Des “pavillons” pour rythmer la saison

En plus de la programmation régulière, le théâtre de La Commune mettra en place des “pavillons”, un concept ad hoc sur lequel le directeur s’explique. Dès l’automne 2024, une semaine complète sera ainsi consacrée à deux reprises par saison au jeune public, ponctuée par une sorte de “samedi en famille” qui utilisera éventuellement les possibilités du parc de Stalingrad. La première édition est prévue après les vacances de la Toussaint et sera coconstruite notamment, avec les Tréteaux de France, CDN itinérant également situé à Aubervilliers. Elle devrait aussi associer la Villa Mais d’ici.

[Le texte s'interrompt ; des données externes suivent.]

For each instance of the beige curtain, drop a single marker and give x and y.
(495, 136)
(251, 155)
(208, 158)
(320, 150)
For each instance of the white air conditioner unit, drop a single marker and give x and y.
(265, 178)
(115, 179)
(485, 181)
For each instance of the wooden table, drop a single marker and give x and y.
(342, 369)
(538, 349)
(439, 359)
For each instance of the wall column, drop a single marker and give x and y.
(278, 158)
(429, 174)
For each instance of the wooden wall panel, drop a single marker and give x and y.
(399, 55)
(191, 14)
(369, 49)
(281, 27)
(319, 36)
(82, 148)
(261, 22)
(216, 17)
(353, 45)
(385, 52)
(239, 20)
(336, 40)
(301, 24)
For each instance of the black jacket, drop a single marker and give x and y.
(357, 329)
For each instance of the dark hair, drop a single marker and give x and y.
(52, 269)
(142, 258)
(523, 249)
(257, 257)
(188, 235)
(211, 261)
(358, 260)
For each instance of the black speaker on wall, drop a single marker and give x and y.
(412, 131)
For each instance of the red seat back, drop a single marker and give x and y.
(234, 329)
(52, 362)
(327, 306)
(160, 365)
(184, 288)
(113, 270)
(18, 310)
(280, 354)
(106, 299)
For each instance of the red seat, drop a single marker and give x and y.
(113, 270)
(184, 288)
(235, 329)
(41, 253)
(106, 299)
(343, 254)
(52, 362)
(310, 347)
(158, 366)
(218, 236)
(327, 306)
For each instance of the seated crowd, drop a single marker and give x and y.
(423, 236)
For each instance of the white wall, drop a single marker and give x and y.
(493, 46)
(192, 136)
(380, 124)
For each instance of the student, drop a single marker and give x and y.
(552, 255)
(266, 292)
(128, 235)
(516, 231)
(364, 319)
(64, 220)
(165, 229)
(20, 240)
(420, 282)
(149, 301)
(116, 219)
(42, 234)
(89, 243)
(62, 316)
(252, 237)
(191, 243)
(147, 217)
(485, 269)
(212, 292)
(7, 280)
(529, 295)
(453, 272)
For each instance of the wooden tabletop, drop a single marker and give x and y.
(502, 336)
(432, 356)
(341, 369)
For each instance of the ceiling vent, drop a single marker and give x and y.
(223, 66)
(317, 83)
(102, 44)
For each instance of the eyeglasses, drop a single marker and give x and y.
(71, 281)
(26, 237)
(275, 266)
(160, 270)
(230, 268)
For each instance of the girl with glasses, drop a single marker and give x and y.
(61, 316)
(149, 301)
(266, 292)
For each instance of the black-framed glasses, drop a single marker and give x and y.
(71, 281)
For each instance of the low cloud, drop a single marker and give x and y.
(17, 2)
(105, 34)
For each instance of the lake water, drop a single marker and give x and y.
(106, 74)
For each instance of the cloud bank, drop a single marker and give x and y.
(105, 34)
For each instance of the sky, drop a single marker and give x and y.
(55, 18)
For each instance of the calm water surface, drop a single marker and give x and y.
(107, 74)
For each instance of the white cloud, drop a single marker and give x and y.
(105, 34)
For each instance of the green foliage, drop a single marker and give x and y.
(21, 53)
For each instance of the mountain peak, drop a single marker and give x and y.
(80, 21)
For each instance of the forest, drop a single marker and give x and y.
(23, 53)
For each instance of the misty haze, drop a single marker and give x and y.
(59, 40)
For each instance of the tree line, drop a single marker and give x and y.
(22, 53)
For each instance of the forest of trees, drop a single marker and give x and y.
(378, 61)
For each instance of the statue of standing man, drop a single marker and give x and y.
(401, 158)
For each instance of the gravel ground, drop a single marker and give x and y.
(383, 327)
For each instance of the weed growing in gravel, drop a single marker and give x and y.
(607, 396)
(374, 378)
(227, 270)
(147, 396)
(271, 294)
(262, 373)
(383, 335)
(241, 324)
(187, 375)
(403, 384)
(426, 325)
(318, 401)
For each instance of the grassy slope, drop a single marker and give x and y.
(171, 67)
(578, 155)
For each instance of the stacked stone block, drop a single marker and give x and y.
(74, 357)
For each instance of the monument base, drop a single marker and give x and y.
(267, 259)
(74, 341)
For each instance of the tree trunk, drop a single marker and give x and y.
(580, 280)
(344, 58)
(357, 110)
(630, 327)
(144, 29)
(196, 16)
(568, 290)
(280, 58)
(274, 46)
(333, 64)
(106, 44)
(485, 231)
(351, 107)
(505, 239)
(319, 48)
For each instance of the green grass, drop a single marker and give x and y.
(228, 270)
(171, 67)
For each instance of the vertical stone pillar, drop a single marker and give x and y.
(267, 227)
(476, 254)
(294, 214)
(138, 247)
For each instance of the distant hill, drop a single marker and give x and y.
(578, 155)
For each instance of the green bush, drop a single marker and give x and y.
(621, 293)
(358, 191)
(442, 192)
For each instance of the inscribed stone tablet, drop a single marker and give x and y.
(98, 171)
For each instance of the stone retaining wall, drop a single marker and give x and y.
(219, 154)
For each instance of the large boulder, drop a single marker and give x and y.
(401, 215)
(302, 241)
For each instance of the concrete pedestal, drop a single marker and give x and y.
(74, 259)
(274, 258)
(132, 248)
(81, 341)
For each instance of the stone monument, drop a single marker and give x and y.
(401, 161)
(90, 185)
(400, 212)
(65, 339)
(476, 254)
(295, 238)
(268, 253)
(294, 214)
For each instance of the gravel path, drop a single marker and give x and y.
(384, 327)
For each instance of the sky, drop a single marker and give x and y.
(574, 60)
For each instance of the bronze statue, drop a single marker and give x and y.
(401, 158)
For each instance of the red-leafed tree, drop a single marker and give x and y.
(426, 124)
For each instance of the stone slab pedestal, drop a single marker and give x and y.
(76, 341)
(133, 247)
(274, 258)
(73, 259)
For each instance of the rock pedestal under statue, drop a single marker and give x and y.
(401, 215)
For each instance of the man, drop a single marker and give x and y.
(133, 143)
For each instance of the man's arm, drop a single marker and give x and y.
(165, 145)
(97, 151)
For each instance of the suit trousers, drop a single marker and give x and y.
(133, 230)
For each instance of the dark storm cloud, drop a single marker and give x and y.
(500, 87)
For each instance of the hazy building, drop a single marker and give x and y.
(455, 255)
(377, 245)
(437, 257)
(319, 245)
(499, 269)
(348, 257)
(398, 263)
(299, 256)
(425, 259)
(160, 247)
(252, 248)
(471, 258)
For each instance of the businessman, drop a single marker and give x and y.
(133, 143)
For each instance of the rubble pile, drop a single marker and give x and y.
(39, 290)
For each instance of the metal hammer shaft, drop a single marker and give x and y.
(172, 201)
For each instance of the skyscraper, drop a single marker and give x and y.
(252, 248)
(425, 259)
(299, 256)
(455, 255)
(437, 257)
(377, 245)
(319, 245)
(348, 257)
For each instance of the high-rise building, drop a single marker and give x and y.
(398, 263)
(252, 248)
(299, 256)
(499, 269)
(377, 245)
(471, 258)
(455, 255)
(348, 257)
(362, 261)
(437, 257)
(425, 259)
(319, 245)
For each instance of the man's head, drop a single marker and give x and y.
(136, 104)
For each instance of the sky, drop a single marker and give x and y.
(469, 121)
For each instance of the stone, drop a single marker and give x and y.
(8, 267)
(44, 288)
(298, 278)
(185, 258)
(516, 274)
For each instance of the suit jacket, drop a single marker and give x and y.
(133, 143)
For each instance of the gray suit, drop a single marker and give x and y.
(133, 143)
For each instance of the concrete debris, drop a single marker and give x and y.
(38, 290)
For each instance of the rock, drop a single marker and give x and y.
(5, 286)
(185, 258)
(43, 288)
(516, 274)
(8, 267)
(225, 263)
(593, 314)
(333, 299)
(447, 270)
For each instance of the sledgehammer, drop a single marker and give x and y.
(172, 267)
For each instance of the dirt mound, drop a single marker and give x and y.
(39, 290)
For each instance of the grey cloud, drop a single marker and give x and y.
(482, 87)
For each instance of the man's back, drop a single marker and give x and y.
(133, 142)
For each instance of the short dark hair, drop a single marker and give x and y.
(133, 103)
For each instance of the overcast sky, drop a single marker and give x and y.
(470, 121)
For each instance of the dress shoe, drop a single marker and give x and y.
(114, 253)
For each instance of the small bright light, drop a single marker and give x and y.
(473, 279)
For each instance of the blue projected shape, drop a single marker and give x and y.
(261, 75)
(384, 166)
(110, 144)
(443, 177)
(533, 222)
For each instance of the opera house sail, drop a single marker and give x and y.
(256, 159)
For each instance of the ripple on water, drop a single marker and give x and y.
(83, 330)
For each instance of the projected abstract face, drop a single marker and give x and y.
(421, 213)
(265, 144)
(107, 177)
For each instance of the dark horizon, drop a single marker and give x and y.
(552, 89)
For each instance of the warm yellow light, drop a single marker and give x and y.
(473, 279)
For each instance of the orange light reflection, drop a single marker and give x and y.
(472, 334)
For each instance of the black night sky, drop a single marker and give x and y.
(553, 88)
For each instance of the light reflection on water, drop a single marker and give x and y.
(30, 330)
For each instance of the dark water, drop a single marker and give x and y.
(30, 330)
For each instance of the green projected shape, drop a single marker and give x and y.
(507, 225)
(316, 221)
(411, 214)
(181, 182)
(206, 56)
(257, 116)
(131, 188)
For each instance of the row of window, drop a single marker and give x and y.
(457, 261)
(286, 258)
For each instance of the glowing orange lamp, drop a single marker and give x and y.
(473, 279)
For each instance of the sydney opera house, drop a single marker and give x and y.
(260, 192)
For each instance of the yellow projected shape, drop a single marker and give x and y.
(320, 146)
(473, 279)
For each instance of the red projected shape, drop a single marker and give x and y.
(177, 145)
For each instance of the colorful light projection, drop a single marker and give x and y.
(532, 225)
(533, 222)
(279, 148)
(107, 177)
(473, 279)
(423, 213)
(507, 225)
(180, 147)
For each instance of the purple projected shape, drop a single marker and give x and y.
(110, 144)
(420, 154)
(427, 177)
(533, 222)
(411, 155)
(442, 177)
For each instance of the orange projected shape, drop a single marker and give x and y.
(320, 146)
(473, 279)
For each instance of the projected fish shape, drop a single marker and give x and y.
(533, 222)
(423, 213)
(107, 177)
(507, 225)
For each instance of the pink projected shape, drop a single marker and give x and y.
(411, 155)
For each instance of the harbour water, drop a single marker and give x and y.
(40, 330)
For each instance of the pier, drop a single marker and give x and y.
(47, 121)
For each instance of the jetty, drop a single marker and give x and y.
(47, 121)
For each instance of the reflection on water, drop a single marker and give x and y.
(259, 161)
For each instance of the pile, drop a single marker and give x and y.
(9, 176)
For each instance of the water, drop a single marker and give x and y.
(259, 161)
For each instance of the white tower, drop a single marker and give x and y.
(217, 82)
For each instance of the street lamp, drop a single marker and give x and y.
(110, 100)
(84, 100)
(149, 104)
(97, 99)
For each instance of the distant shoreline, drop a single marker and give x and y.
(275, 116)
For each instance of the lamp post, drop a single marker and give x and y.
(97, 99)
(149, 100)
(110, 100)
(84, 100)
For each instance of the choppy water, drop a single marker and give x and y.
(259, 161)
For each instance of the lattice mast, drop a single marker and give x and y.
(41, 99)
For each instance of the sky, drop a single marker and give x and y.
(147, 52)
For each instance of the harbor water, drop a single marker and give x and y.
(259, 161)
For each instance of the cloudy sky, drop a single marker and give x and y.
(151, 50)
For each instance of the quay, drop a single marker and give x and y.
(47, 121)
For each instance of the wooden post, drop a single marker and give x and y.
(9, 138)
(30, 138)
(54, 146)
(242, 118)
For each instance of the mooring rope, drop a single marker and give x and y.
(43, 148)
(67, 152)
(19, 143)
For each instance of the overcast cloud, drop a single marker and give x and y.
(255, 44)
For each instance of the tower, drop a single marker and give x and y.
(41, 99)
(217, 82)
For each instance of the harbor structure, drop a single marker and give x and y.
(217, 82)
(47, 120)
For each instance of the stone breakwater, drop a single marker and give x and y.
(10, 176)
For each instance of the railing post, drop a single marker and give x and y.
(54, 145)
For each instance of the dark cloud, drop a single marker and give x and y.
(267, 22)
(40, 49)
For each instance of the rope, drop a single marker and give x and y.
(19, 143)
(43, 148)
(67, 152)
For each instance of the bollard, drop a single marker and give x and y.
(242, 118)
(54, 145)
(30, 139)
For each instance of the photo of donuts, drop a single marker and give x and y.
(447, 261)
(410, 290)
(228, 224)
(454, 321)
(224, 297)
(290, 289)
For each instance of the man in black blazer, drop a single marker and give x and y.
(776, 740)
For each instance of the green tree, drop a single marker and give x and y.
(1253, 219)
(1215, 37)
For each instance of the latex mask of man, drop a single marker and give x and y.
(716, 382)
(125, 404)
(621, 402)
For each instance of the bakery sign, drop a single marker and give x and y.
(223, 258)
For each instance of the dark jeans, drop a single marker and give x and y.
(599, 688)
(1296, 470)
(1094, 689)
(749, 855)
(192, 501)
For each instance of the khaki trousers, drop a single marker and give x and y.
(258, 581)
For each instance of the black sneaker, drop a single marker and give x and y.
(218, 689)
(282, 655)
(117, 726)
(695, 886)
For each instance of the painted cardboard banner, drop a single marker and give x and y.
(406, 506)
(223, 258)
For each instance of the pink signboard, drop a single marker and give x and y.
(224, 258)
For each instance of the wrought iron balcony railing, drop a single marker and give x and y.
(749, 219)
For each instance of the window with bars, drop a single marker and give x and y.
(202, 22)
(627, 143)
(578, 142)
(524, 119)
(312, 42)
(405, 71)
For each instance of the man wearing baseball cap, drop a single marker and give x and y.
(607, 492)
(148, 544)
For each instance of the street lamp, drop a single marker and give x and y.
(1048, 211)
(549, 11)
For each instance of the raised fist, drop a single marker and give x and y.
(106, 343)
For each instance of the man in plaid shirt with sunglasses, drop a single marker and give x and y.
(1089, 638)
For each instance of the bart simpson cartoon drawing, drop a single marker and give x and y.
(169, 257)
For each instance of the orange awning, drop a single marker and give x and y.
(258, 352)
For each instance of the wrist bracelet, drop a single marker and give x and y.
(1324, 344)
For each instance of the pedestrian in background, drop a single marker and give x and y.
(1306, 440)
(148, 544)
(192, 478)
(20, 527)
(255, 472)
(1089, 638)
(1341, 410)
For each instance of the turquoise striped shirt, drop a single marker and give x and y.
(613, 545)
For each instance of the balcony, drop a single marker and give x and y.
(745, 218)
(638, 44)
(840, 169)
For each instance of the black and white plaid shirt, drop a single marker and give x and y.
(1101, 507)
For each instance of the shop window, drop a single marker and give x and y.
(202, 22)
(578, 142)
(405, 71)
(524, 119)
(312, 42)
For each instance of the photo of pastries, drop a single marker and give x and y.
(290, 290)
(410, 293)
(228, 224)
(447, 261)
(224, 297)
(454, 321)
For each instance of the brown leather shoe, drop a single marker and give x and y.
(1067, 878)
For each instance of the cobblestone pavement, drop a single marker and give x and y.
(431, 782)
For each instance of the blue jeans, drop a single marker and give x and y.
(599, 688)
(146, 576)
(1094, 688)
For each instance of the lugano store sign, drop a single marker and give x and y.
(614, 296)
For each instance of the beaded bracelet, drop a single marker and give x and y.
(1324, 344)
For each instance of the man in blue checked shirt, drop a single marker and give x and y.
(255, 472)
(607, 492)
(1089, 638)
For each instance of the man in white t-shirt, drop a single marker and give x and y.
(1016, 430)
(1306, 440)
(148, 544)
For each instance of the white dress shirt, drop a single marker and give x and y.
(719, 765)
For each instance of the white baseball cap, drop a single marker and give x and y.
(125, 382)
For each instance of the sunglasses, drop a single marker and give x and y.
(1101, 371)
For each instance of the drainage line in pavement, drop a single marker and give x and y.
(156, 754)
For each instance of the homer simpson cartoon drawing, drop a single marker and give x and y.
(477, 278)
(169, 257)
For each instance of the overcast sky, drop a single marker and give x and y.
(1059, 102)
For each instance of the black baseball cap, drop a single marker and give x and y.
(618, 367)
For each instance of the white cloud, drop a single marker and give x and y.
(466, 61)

Pendant toute la saison, une semaine ou quinze jours tous les deux mois, le CDN confiera un pavillon à artiste, un écrivain, une institution ou même une discipline comme le stand up ou le cirque. “Le théâtre se métamorphosera au sens générique du terme. L’idée est de proposer aux créateurs et aux spectateurs une sorte d’immersion“, précise Frédéric Bélier-Garcia. Pour les pavillons de sa première saison (2024-2025), il pense à l’écrivaine et autrice de pièces de théâtre Marie NDiaye, à la compagnie Nathalie Béasse ou à la danseuse et chorégraphe franco-malgache Soa Ratsifandrihana. Les artistes accueillis et soutenus par le CDN dans ce cadre pourront “adouber une jeune compagnie” et mèneront un projet amateur dans la ville durant l’année.

Fédérer le tissu culturel local

Frédéric Bélier-Garcia travaille également à un projet pour associer chaque année, en juin, deux structures culturelles du territoire pour “créer une sorte de nouvelle institution pendant un mois autour d’une thématique commune“. Le nouveau directeur du CDN compte, en effet, tirer partie de la richesse du tissu créatif du département. “La Seine-Saint-Denis est caractérisée par beaucoup de fragilités, mais aussi par beaucoup de puissances. Toute la soute du cinéma français est ici, par exemple. C’est très stimulant de se dire que l’on peut fédérer différents acteurs pour raconter ce territoire“, souligne-t-il, imaginant des possibilités de création avec les Ateliers Médicis ou l’école audiovisuelle Kourtrajmé.

“Faire entrer la ville dans La Commune” et sortir La Commune d’elle-même

Pour aller vers les spectateurs sans attendre qu’ils viennent au théâtre, le directeur souhaite par ailleurs “créer un petit théâtre mobile que l’on pourra monter en quatre heures dans une école, un collège ou en pied de cité. Cette idée repose sur un double mouvement : celui de faire entrer la ville dans La Commune en accueillant les forces créatrices du territoire, mais aussi celui de sortir La Commune d’elle-même pour aller au-devant du public.” Dans les tuyaux notamment, un spectacle de la compagnie de Juliette Navis à programmer dans les Ehpad (établissements d’hébergement pour personnes âgées dépendantes).